Coolness pur, eine ganze Herde durch den Morgenverkehr. Die Autofahrer nehmen schon Rücksicht...und so war es auch.


Von denen hätte man das Ein oder Andere gerne in den Koffer gesteckt.

Wir hätten sicher einen ganzen LKW beladen können mit schönen Pferden.

Die Preise der Piebalds sind auch nicht mehr das, was sie mal waren. Uns wurde von einer Stute berichtet, die mit 45000 Euro angeboten und bis auf 28000 Euro runtergehandelt wurde. Aber auch das ist ein stolzer Preis! Der eine Händler meinte, er hätte eine Stute für 30000 Euro gekauft.

Natürlich hat man auch von Preisen zwischen 2000 bis 7000 Euro gehört, aber dass man ein Pferd für 900 Euro kaufen kann auf der Fair, wenn man nur ein bissel Verhandlungsgeschick hat, das halte ich für ein Gerücht. Es sei denn ein Schalchtpreis.


Eingekehrt zum Mittag, es gab Tee mit Chips und Appletarte. Hmmmm köstlich.

Natürlich gab es auf der Fair auch die berittene Polizei.


Pferde mit einem riesigen Gemüt und Coolness pur.


Noch schnell ein paar Sachen gekauft auf der Fair......eine schöne Leuchtjacke zum Reiten.

Und schon war der Tag wieder beendet, ausklingen liessen wir diesen schönen und eindrücklichen Tag in einem Pub mit dem obligatorischen Guinness.


Lilian, Heike und ich.


Am Dienstagmorgen, den 3. Oktober fuhren wir nach dem irischen Frühstück noch geschwinde die letzten Mitbringsel kaufen und schon ging es ab zum Flughafen.


Und was meint ihr mit was wir uns von Heike und Rainer verabschiedet haben?????

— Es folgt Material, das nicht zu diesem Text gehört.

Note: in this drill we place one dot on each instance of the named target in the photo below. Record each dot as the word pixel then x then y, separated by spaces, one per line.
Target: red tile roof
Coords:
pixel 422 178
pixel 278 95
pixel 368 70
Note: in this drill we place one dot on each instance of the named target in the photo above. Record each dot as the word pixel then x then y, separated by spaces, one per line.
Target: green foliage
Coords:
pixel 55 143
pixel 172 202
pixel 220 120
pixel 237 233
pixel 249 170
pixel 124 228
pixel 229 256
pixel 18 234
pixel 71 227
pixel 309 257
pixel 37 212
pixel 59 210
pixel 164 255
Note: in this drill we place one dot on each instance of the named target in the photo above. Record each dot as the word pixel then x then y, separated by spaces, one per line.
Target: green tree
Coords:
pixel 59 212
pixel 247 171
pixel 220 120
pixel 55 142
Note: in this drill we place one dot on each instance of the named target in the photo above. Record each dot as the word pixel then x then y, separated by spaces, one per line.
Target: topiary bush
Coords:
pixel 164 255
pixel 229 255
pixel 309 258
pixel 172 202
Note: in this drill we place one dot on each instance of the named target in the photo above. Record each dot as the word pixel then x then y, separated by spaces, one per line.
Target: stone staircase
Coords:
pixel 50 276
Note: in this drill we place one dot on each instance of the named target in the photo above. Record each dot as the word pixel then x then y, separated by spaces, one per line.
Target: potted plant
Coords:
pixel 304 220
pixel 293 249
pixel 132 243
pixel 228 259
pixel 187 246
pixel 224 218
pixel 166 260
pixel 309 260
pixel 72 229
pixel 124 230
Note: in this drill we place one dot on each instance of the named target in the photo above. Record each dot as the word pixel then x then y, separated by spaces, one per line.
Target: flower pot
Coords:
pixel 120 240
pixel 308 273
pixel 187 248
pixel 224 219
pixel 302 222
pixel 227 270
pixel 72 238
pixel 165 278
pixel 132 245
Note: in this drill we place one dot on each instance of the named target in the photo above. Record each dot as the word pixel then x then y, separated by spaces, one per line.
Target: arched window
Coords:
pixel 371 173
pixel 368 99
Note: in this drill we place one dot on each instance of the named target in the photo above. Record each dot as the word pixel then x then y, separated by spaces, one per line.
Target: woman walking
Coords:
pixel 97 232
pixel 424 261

Na klar...mit einem Guinness

Heike und Rainer blieben noch zwei weitere Tage auf der "Grünen Insel".

Ich war sicher nicht das Letzte Mal in Irland! Ich komme wieder!!! Keine Frage!!!


Zusammenfassend:


Irland und der Besuch der Fair ist unbedingt ein Muss! Die Tiere auf der Fair waren mit ein paar Ausnahmen durchaus gut genährt und gepflegt. Leider ist immer noch die Hufpflege ein grosses Manko und jeder der die Tiere mit ihren schlechten Hufen gesehen hat, wird sich wundern, dass sie laufen ohne zu lahmen. Ich rege mich bereits wegen eines kleinen Risses im Huf auf.

Was auch zu beanstanden ist, dass der Umgang mit den Tieren ein ganz anderer ist, als den wir gewohnt sind.

Da herrschen teilweise rauhe Sitten, Fohlen werden abrupt von ihrem Müttern getrennt, lautes Rufen tönt über den Platz.

Ist ein Pferd abgehauen und findet sich nicht mehr zurecht, will zu anderen Pferden Kontakt aufnehmen, werden sie von dessen Besitzer kurz entschlossen mit dessen Stock weg geschlagen.

Will ein Fohlen nicht einsteigen, dann bekommt es einen Tritt und wird unsanft auf den Hänger befördert.

A




Auch die Trabrennen auf einer betonierten Bahn, hin und her......ewige Zeiten, bis die Pferde schweissnass sind, sind nicht das Gelbe vom Ei.

Ein Fohlen, höchstens ein Jahr alt, mit Hufeisen drauf, wurde geritten.


Aber von diesen wenigen negativen Eindrücken abgesehen, denn Viele wissen um den Wert ihrer Tiere,.....Irland und die Fair in Ballinasloe ist eine Reise wert! Schade waren die Tage so schnell verflogen.

An dieser Stelle möchte ich Heike und Rainer nochmals herzlich danken, dass Lilian und ich mitkommen durften und wir so von den Erfahrungen der Beiden in Irland profitieren konnten. Wir haben Sachen gesehen, die hätten wir so nie mitbekommen. Herzlichen Dank!!!!!!